Vücudumuzda alerjik reaksiyon oluşturan maddelere alerjen denir. En sık rastlanan alerjenler ev tozu akarı, polenler, küf mantarı ve hayvan tüyleridir. Anlaşılacağı üzere ‘alerji’ genel bir tabirdir. Alerjik rinit duyarlı bireylerde üst solunum yolunun alerjene verdiği aşırı cevabın bir sonucudur.

ÇOCUKLARDA ASTIM SIK GÖRÜLEN BİR HASTALIK MIDIR?

Bilimsel çalışmalara göre çocuklarda astımın görülme sıklığı yüzde 10-20 arasında değişmektedir. Bu oran Türkiye’de yüzde 18’e ulaşmıştır.

NELERE DİKKAT EDİLMELİ?

Solunan havanın kirliliği, taşıtlardan salınan egzoz gazları, evde sigara içimi, kimyasal içerikli temizlik maddelerin kullanımı ve yetersiz havalandırılan ortamlar astıma zemin hazırlar. Genetik olarak alerji potansiyeli taşıyan (ailede astım veya alerji öyküsü) çocuklarda astım gelişimi kolaylaşır.
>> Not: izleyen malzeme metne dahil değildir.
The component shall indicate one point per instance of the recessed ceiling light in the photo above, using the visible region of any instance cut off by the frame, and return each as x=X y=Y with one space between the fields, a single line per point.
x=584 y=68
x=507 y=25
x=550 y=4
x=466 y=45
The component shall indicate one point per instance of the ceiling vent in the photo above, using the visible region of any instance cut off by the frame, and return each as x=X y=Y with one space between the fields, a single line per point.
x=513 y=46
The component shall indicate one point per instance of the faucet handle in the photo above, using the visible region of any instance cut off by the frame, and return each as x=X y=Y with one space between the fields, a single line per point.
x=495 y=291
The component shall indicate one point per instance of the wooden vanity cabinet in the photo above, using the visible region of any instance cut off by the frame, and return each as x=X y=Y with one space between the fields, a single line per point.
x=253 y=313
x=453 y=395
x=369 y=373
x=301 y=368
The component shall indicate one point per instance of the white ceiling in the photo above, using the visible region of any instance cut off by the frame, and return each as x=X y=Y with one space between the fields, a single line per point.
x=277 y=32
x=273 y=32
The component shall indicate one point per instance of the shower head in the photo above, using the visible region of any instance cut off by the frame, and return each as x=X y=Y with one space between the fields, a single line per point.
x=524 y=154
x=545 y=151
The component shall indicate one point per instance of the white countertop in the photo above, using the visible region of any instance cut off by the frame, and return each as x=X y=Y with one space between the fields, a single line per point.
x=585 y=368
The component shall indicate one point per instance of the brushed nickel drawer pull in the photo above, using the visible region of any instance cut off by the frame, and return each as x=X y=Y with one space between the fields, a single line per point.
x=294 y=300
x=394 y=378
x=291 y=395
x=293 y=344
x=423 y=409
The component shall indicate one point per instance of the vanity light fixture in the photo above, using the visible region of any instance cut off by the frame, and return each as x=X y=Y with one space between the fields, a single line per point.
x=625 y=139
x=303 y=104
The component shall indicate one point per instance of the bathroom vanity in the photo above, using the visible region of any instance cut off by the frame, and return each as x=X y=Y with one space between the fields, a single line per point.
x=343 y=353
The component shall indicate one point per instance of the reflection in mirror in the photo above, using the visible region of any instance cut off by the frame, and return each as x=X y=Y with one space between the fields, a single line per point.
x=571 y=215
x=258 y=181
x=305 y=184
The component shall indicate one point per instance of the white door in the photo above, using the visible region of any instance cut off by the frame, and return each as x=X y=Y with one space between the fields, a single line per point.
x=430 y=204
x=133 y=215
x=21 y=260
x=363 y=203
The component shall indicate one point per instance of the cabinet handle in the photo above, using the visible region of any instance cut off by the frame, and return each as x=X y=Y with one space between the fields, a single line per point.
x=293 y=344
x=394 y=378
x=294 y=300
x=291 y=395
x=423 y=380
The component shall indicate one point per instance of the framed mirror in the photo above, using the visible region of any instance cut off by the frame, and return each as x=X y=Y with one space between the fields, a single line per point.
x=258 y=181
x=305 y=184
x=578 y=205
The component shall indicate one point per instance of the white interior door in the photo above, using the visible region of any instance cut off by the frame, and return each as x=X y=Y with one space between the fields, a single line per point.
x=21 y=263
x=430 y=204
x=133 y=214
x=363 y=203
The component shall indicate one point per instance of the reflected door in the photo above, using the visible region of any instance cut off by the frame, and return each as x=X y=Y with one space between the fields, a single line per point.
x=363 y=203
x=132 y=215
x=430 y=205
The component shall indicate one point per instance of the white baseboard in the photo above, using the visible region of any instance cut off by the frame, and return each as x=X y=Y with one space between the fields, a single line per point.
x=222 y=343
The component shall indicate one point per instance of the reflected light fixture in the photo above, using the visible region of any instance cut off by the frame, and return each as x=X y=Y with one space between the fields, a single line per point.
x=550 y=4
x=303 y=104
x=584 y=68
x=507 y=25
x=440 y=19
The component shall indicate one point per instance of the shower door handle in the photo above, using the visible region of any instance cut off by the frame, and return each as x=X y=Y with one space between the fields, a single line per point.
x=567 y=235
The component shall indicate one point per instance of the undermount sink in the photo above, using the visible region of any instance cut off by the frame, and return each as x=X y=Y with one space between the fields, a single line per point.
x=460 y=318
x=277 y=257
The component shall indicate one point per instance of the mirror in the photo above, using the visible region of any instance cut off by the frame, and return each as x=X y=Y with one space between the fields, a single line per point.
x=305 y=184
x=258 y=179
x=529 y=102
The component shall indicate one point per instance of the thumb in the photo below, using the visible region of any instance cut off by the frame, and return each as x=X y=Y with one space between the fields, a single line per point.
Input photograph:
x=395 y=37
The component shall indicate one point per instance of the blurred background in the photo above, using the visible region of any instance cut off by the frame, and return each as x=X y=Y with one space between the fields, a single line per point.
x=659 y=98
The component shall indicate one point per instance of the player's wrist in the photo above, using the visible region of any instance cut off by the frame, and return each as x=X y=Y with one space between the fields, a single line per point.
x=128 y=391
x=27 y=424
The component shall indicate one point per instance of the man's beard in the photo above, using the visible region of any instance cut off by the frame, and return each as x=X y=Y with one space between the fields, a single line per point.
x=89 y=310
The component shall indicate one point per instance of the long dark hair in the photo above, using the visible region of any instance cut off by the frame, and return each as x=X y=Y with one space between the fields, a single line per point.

Evin düzenli havalandırılması, kimyasal temizlik maddelerin yerine doğal ürünlerin tercih edilmesi, ev tozu akarların barınabileceği, uzun tüylü halıların, perde ve pelüş oyuncakların uzaklaştırılması, yatak örtüsü ve yastığa akar geçirmeyen kılıfların geçirilmesi, evde asla sigara içilmemesi, çocuğa abur cubur veya hazır gıdaların yedirilmemesi gibi alınacak tedbirler büyük oranda hastalığın alevlenmesini önleyecektir

TEDAVİ YÖNTEMLERİ

Tedavi yöntemleri birkaç basamaklıdır. Çoçuğun yaşadığı evin ve çevresinin düzenlenmesi gerekir. Astımı tetikleyen ajanlardan korunmasına yönelik tedbirler alınmalıdır. Tedavide 2 farklı ilaç kullanılır. Bunlar sprey veya buhar şeklinde uygulanır. Birisi hızlı etki eden, hızlı rahatlama sağlayan kısa süreli (5-7) kullanılıp bırakılan diğeri ise uzun etki eden uzun süreli kullanılan ve kortizon içeren ilaçlardır. Kortizon aileleri tedirgin eden bir ilaç gibi görünse de solunum yoluyla çok düşük dozda alınması ve uzman doktor takibiyle kullanılması sebebiyle çocuk gelişimini etkilemez yan etki görülmez.

Mevcut alerjinin kökten çözümlenmesini sağlayan aşı tedavisidir. Dilaltı damla aşı tedavisi solunum alerji uzman doktoru tarafından yapılır ve 3-5 yıl sürebilir.

Son olarak; birçok astım hastasında var olan reflünün tedavisi yapılır. Mide girişindeki kapakçığın astımlı çocuklarda gevşek olması nedeniyle mideden yukarı yemek borusuna oradan nefes borusuna çıkan asitli, mide içeriği öksürük ataklarını sıklaştırır. Reflüye yönelik tedavi ve reflü önleyici diyet hastalığın ilerlemesini durduracaktır”.